Chief executives from leading international corporations are calling for an end to restrictions on travelers who are HIV positive.
Two dozen corporate leaders said Sunday the restrictions imposed by 46 countries around the world are both discriminatory and bad for business. They issued their statement as about 25,000 top AIDS researchers, political leaders, diplomats and other stakeholders gathered for the start of the six-day International AIDS Conference in Washington.

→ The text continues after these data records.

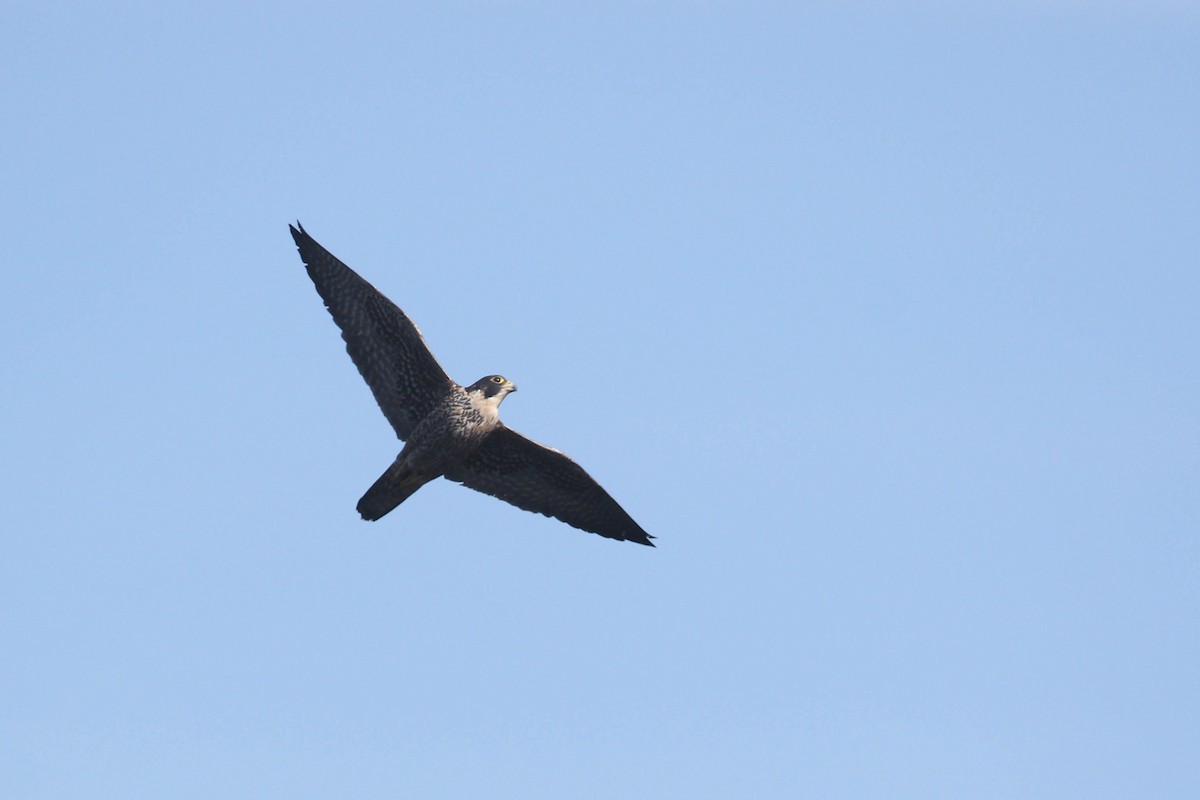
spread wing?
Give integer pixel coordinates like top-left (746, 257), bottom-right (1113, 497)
top-left (291, 223), bottom-right (455, 440)
top-left (444, 426), bottom-right (653, 545)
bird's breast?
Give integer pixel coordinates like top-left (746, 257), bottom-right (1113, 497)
top-left (401, 390), bottom-right (500, 473)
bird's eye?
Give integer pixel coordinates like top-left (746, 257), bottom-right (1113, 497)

The head of clothing manufacturer Levi Strauss, Chip Bergh, said that in a competitive business world, corporations need to be able to send their personnel everywhere they are needed.
The biennial conference is being held in the United States for the first time in 22 years, after President Barack Obama lifted the U.S. ban on HIV travelers in 2010.
Secretary of State Hillary Clinton, former President Bill Clinton and former first lady Laura Bush will speak at the conference. Other high-level speakers include World Bank President Jim Yong Kim, and Microsoft chairman and philanthropist Bill Gates.
HIV (human immunodeficiency virus) is found in the body fluids of an infected person and is passed from one person to another through blood-to-blood contact, sexual contact, or from a mother to her child during pregnancy or through breast feeding. HIV often leads to AIDS (acquired immune deficiency syndrome), a disease that alters the immune system, making people much more vulnerable to infections and diseases.
The United Nations says 34-million people lived with HIV/AIDS and 1.7 million died from the disease in 2011.